Two shovels, sledge and pick axe handle were added at the front.
Oak strip was cut into narrow strips then filed/sanded to shape, before being varnished then weathered. The heads of the shovels were cut from brass sheet, soldered to bent brass tube.
The pry bar was simply made from brass rod, filed at the ends.
Clamping clips were cut from sheet brass. The butterfly nuts were a challenge. The ones available looked too small so I had to make them. Thin brass was soldered to 16 BA nuts and then filed to shape. These were fitted to threaded rod cut from long 16 BA bolts.
At the rear there were mounts for petrol/jerry cans. These mounts were made from brass soldered to the mudguard before painting. The cans themselves were 3D printed.
The camouflage net and tarpaulin were made from kitchen towel, painted in water/PVA before being folded. The ‘leather straps’ were 3D printed and after inserting in the mounting lugs on the side of the turret, glued in place.

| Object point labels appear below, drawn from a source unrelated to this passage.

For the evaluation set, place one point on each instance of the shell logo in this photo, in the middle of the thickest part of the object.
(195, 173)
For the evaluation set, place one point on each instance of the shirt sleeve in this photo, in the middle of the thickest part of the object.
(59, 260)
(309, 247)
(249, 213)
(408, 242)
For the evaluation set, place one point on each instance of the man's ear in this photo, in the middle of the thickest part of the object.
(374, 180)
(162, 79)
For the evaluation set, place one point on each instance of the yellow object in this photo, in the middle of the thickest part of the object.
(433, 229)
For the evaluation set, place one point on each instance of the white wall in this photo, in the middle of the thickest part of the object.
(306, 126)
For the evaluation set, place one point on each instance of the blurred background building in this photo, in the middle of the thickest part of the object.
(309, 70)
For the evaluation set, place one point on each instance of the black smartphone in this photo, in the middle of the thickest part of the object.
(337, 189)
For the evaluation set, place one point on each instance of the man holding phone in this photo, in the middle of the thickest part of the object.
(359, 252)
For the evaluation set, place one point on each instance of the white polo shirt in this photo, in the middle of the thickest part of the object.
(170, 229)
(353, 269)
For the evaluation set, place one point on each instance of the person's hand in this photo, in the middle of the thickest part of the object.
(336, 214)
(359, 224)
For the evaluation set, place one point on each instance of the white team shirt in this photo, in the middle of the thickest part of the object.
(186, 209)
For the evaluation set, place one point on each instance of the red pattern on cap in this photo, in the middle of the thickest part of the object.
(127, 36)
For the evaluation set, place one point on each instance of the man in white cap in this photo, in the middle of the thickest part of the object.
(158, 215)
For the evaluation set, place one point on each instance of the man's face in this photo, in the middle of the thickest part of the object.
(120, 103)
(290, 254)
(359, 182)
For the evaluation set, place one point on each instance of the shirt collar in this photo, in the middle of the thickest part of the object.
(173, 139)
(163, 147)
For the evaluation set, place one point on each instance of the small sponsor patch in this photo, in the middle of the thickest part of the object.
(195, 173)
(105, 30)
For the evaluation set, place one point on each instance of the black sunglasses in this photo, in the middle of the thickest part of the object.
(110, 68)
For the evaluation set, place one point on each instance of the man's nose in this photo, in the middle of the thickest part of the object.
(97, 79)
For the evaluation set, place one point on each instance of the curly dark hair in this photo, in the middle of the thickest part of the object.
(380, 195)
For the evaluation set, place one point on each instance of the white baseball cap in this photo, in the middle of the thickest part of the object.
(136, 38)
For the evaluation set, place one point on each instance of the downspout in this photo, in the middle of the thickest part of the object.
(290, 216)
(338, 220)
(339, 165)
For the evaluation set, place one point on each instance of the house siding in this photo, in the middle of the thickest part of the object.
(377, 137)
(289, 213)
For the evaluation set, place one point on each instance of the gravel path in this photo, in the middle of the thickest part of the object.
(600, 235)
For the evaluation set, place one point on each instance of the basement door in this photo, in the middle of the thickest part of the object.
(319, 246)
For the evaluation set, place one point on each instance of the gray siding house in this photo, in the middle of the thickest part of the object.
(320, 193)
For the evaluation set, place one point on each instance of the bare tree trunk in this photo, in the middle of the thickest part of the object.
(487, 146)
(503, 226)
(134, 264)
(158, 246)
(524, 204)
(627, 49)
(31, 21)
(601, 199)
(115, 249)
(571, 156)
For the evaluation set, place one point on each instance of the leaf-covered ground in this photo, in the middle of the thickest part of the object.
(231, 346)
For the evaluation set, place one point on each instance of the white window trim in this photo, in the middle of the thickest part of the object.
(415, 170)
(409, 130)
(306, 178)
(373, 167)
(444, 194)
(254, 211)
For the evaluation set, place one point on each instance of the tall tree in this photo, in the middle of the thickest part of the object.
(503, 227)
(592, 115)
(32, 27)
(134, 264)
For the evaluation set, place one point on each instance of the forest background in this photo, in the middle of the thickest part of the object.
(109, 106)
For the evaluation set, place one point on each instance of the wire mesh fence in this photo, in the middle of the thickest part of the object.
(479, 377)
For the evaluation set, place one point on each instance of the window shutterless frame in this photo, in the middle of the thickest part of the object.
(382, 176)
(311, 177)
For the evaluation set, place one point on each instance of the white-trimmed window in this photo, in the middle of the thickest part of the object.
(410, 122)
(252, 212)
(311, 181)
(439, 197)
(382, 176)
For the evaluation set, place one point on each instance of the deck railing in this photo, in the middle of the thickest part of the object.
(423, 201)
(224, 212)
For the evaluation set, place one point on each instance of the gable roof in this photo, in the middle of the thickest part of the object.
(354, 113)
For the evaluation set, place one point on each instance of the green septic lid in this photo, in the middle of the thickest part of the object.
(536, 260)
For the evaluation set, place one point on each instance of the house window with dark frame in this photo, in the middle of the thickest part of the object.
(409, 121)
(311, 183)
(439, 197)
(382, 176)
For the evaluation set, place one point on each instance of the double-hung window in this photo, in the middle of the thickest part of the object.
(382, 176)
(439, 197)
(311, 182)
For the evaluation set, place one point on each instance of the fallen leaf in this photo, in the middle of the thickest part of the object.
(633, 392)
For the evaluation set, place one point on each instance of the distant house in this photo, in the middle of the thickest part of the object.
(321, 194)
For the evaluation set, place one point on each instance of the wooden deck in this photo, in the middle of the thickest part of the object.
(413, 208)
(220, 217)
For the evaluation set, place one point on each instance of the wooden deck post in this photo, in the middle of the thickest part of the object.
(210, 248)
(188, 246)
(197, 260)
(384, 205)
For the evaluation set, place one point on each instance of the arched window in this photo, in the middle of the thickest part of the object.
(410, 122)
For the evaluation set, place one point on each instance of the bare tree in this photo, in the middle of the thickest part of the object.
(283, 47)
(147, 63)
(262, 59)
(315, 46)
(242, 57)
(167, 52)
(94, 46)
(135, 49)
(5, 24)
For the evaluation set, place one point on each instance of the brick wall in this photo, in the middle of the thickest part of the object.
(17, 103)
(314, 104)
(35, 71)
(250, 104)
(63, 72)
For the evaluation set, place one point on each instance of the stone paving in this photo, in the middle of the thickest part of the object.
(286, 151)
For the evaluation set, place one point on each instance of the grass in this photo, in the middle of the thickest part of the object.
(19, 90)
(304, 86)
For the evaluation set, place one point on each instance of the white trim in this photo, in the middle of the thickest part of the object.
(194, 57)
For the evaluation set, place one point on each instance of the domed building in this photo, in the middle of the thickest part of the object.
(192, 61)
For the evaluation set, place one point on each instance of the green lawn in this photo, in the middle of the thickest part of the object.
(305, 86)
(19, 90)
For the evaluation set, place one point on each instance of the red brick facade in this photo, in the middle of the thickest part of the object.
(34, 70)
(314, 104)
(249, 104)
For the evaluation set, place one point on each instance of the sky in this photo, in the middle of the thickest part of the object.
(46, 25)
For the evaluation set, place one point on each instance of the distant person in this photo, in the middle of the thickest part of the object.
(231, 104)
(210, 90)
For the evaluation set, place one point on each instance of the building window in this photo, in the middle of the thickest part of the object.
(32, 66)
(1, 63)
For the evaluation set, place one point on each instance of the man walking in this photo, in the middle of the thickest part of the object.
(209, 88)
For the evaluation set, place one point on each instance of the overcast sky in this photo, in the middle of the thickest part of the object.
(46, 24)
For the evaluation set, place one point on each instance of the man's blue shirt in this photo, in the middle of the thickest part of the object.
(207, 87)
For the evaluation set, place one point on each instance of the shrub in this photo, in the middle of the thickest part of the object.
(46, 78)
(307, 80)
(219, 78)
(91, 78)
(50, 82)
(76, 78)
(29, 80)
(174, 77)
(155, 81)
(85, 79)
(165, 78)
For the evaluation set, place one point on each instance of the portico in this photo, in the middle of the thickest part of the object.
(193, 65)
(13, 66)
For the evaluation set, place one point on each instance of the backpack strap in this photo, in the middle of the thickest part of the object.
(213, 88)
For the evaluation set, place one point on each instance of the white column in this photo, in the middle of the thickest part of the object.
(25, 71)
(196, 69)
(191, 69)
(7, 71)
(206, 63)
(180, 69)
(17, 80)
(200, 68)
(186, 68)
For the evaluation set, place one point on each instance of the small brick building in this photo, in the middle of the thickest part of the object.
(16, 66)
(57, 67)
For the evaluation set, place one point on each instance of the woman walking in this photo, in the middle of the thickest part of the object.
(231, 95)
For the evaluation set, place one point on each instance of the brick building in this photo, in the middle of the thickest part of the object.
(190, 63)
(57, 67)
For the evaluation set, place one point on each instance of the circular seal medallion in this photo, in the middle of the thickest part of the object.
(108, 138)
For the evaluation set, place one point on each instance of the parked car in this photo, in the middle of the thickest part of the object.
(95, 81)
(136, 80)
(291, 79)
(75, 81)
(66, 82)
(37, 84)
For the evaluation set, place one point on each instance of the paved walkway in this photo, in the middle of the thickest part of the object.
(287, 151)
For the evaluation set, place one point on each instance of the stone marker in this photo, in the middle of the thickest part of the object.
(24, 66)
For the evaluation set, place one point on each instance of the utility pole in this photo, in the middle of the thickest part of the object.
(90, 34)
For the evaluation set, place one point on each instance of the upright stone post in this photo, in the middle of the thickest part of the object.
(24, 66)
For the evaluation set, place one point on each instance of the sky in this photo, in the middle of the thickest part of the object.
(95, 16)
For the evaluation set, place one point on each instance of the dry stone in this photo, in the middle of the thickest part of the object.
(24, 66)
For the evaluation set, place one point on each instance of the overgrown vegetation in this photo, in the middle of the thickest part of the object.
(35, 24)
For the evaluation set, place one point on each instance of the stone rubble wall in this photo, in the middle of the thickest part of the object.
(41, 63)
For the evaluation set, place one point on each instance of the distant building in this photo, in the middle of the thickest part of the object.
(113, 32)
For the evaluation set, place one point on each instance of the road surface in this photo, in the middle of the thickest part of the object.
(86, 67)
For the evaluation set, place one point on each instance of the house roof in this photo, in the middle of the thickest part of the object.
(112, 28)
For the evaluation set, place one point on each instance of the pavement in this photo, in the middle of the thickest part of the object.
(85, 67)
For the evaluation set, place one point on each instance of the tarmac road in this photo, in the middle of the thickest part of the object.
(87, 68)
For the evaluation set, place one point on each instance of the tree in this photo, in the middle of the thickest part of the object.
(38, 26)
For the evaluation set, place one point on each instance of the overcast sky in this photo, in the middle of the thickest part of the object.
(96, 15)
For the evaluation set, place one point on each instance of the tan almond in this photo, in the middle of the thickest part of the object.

Tow ropes were made using thin copper wire twisted together. The shackles were made in two parts, using 2mm solid brass rod, shaped in another jig, soldered to some 1/8th inch brass tube.
To get some realistic sounds I looked for Churchill ones as they had the same engine and similar tracks/running gear. I found the most useful to be some U-Tube videos made by the Churchill Trust of a MK IV. I managed to extract from these engine and track sounds. Not perfect but better than nothing.